David N. Smith, former Vice-Dean, Harvard Law School 

David Smith served as Assistant Dean for International Legal Studies and then Vice-Dean at Harvard Law School for over 30 years. At Harvard he taught courses on Law and Social Change in Africa, Law and Economic Change in Africa, Foreign Investment in Natural Resources, and Transnational Corporations. He has served as an advisor on foreign investment, legal education and natural resource policy to many governments in Africa, Asia, the Middle East and Latin America, as well as Native American groups in North America.

Some of this advisory work was under the auspices of the Harvard Institute for International Development, the United Nations and the World Bank.  Early in his career Dean Smith worked with the Ministry of Justice in Northern Nigeria on issues of judicial and criminal law reform and as an Assistant Attorney-General In New York State. In recent years he served as Acting Dean of the School of Law and Acting Director of the School of Creative Media at City University of Hong Kong and Professor of Law at Singapore Management University, where he taught courses on ethics and social responsibility.

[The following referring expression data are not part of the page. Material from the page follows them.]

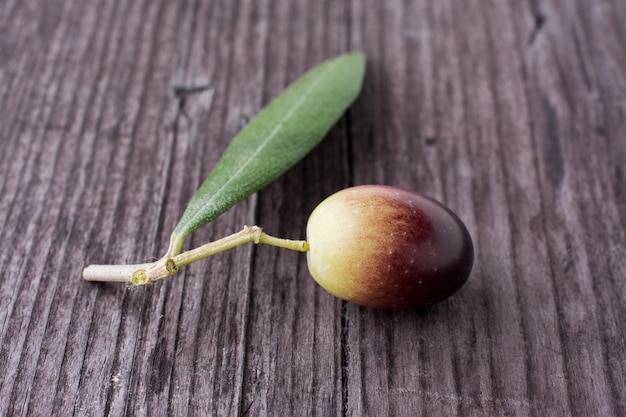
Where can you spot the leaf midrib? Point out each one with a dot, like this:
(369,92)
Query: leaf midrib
(273,133)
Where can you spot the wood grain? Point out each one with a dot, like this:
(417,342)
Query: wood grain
(511,112)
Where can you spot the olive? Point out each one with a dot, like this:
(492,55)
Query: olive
(386,247)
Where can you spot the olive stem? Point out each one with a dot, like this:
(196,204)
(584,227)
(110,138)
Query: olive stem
(140,274)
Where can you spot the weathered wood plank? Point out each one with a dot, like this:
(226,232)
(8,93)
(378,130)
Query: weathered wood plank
(513,113)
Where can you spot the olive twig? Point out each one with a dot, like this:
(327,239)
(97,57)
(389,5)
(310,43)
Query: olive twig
(140,274)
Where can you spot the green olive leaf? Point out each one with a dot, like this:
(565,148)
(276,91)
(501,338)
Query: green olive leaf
(280,135)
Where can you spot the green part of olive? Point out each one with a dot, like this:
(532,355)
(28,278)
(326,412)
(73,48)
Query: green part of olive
(386,247)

Dean Smith was admitted to the New York State bar in 1961 and holds a B.A. degree from Harvard College and a J.D. degree from Harvard Law School. He is the author of two novels set in Africa: The Leo Conversion and Timbuktu. He has written widely on natural resource policy and negotiation of natural resource contracts between host country governments and foreign investors. His recent publications have dealt with finance ethics, ethics and technology and ethics and social responsibility in international business.